First, commissions based compensation for marketers, even employed marketers, is a risky business. Grow was convicted of both receiving kickbacks from the pharmacy and for paying kickbacks. The jury was not given any instructions about whether Grow’s actions fit into a safe harbor of the Anti-Kickback Statute, or attempted to fit in any safe harbor. The fact that neither he nor any of the persons receiving his payments fit into a safe harbor means the jury wasn’t instructed on the safe harbors at all. Thus, there was no explanation to the jury of what it means to be a bona fide employee and, one can only guess, no analysis of whether Grow was a bona fide employee of the pharmacy. Further, there was no instruction to the jury as to whether Grow attempted to comply with the personal services and management contract safe harbor. Not fitting squarely within a safe harbor opens a marketer up to scrutiny that the marketer would otherwise avoid.

Second, the Federal Government can use more than just the Anti-Kickback Statute to prosecute offenses in health care businesses. The simple act of not involving Medicare in a scheme does not completely remove the Federal Government’s jurisdiction. For example, 18 USC 1347 (Health Care Fraud) applies regardless of whether a patient’s care is reimbursed by Medicare or any commercial payor, provided that the payor’s business impacts interstate commerce. Moreover, in the event that prosecutors are unable to establish healthcare fraud beyond a reasonable doubt, they may still be able to prove offenses like wire fraud and money laundering. (This point translates over to States as well— the State of Florida can use more than just the Patient Brokering Act to curb offenses against patients and insurance companies.)

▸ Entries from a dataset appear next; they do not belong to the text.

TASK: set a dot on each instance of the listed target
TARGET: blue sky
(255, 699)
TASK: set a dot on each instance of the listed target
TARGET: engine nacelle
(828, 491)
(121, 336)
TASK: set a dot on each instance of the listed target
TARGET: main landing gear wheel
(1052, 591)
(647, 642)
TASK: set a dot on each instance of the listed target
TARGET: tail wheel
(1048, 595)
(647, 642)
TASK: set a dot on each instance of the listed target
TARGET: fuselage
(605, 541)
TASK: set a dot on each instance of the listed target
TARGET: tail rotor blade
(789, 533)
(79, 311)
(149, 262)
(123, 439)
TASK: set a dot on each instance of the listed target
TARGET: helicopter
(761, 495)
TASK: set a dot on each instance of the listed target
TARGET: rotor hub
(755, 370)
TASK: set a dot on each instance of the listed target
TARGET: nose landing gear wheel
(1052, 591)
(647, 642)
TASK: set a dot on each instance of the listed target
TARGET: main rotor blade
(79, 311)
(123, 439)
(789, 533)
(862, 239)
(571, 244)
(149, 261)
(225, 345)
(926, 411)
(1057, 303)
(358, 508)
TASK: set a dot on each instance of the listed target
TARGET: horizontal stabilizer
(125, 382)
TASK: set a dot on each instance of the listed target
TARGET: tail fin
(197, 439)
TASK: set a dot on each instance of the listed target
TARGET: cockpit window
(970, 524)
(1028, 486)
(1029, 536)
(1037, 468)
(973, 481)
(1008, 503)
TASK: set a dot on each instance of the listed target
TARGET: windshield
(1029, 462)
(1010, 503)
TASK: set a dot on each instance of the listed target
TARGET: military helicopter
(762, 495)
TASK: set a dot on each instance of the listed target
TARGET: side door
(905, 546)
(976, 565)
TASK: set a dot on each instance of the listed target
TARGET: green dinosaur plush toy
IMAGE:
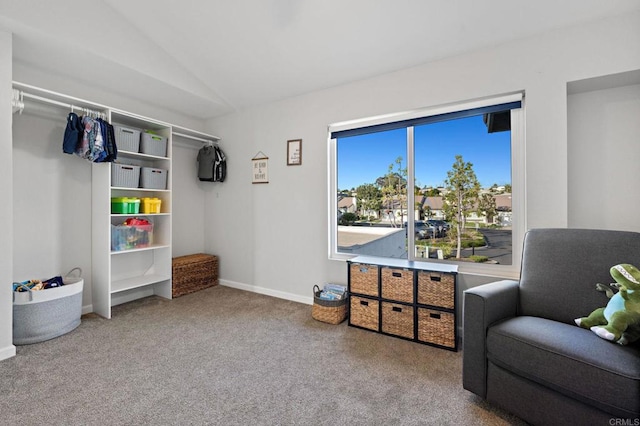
(619, 321)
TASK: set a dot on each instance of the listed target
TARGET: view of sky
(363, 159)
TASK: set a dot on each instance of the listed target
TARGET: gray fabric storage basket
(153, 144)
(44, 314)
(127, 139)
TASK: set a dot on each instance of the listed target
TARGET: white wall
(6, 194)
(52, 201)
(273, 238)
(187, 212)
(604, 158)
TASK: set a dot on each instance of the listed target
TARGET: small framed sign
(260, 168)
(294, 152)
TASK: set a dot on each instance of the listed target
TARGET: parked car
(440, 227)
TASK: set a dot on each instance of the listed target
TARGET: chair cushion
(570, 360)
(560, 269)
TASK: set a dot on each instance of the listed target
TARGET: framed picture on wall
(260, 168)
(294, 152)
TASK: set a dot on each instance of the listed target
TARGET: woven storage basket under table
(364, 313)
(193, 272)
(329, 311)
(437, 327)
(397, 319)
(397, 284)
(364, 279)
(436, 289)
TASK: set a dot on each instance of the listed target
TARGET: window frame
(518, 179)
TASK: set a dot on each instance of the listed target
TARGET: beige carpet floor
(222, 356)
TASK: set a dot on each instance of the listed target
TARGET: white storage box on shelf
(125, 175)
(127, 139)
(152, 178)
(153, 144)
(44, 314)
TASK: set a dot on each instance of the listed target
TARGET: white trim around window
(518, 145)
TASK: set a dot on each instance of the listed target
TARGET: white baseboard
(268, 292)
(8, 352)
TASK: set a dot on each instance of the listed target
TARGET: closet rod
(62, 104)
(195, 138)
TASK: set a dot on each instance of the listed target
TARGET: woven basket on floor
(329, 311)
(193, 272)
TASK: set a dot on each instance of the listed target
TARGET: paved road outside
(499, 246)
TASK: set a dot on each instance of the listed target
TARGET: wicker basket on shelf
(329, 311)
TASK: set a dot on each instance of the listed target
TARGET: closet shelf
(137, 282)
(131, 154)
(124, 188)
(138, 214)
(151, 247)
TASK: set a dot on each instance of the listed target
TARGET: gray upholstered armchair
(522, 350)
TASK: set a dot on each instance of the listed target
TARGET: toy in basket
(40, 315)
(330, 304)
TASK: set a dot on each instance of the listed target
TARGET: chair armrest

There are all sorts of pieces of this case that are missing from the record. We have no way of knowing whether, for instance, Grow made any attempt to comply with the laws, or whether any of his apparent compliance measures were sincere or sham, or whether Grow obtained written advice of counsel prior to engaging in the marketing business.

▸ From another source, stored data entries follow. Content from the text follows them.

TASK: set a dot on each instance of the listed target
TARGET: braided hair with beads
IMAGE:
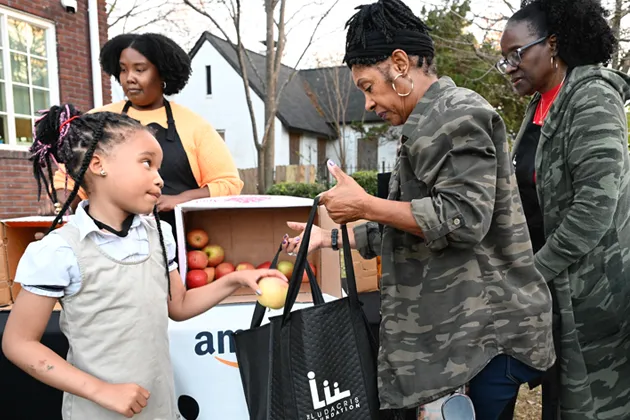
(63, 135)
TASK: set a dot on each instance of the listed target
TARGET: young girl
(106, 266)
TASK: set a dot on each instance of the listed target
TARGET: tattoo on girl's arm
(43, 366)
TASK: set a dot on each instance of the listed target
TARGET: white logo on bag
(334, 402)
(329, 399)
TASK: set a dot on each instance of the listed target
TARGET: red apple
(210, 272)
(223, 269)
(264, 265)
(196, 278)
(215, 255)
(197, 260)
(197, 238)
(305, 275)
(245, 266)
(286, 268)
(274, 292)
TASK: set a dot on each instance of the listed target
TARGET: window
(208, 80)
(28, 75)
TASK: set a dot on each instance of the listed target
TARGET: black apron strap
(171, 131)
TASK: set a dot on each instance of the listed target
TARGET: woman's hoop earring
(394, 86)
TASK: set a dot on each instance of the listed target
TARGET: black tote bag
(317, 362)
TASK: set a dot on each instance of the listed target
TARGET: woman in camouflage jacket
(461, 300)
(572, 165)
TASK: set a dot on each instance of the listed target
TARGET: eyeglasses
(515, 57)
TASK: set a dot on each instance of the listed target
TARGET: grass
(529, 404)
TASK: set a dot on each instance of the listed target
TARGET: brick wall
(18, 196)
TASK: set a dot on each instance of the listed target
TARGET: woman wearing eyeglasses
(572, 167)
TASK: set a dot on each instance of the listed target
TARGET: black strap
(301, 264)
(125, 226)
(171, 131)
(318, 298)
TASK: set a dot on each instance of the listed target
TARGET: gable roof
(324, 82)
(303, 103)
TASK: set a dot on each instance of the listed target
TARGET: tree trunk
(268, 141)
(261, 172)
(269, 157)
(616, 27)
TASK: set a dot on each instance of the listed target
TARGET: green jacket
(583, 184)
(469, 291)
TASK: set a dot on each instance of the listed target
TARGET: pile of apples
(206, 262)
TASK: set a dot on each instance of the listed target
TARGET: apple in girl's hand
(274, 292)
(286, 268)
(223, 269)
(210, 272)
(197, 238)
(215, 254)
(245, 266)
(264, 265)
(197, 260)
(196, 278)
(305, 275)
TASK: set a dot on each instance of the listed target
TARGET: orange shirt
(209, 157)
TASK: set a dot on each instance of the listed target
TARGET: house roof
(304, 103)
(324, 82)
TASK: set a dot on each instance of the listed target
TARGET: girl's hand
(125, 399)
(250, 278)
(319, 239)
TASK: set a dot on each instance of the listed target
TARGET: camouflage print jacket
(469, 291)
(583, 184)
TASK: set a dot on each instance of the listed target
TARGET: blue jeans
(497, 384)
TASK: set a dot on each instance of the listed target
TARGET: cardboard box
(365, 271)
(15, 235)
(250, 229)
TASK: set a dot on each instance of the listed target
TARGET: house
(315, 113)
(47, 55)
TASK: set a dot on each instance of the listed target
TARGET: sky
(186, 26)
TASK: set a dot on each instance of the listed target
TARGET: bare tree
(275, 41)
(135, 15)
(331, 98)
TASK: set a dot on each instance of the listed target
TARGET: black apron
(175, 171)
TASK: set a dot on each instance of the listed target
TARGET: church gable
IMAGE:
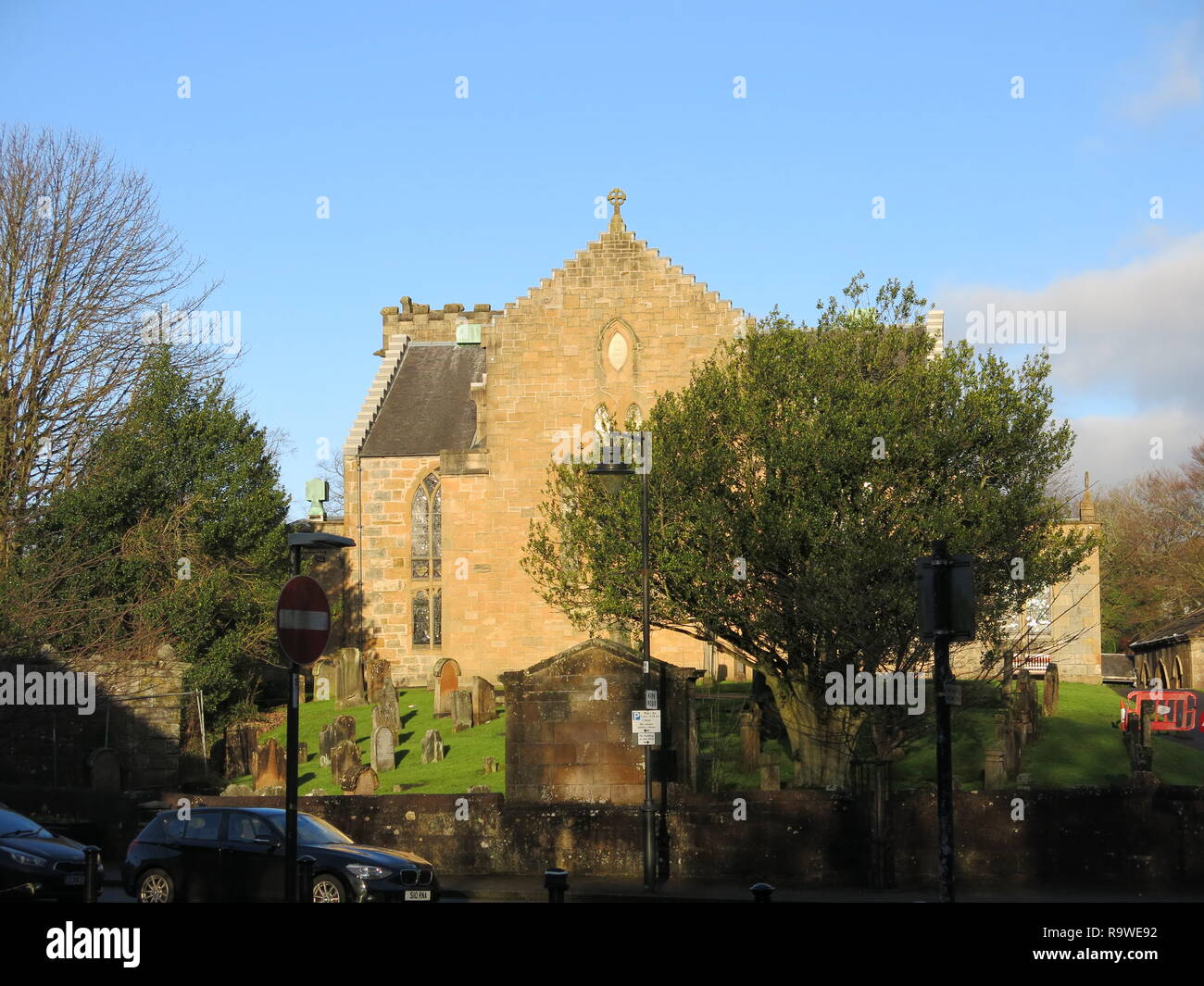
(429, 406)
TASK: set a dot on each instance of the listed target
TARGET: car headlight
(25, 858)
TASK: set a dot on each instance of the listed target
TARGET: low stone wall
(1084, 837)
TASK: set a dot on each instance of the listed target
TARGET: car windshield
(11, 824)
(312, 830)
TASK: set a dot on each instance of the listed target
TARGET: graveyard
(457, 772)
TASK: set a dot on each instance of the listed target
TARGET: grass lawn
(460, 769)
(1075, 748)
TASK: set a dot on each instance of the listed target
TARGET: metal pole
(942, 597)
(649, 809)
(290, 769)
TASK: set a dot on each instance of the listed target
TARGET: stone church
(446, 462)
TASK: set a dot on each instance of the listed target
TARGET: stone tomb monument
(446, 680)
(565, 744)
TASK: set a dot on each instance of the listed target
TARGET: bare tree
(85, 268)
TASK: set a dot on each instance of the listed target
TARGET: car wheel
(328, 889)
(156, 886)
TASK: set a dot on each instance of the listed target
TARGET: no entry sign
(302, 620)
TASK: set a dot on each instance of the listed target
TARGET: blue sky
(1042, 201)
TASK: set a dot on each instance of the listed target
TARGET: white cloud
(1179, 67)
(1135, 331)
(1116, 448)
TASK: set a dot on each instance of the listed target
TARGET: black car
(237, 854)
(36, 864)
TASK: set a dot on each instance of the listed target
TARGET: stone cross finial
(316, 492)
(617, 197)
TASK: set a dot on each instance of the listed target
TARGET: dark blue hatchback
(237, 854)
(36, 864)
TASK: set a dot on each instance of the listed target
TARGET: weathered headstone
(105, 769)
(345, 728)
(361, 781)
(389, 709)
(771, 773)
(995, 774)
(484, 702)
(269, 767)
(325, 680)
(1048, 700)
(380, 678)
(446, 680)
(332, 733)
(350, 678)
(240, 744)
(384, 741)
(750, 738)
(461, 710)
(345, 760)
(433, 746)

The healthcare marketing space is constantly evolving, and doing what has always been done just won’t cut it anymore. Moreover, healthcare marketing clients who tell their attorneys just to put some contract together without being fully educated about the laws, options and risks are themselves assuming an unreasonable risk. If you choose to market in the healthcare space, be sure you are apprised not only on the laws, but also on how the laws are interpreted.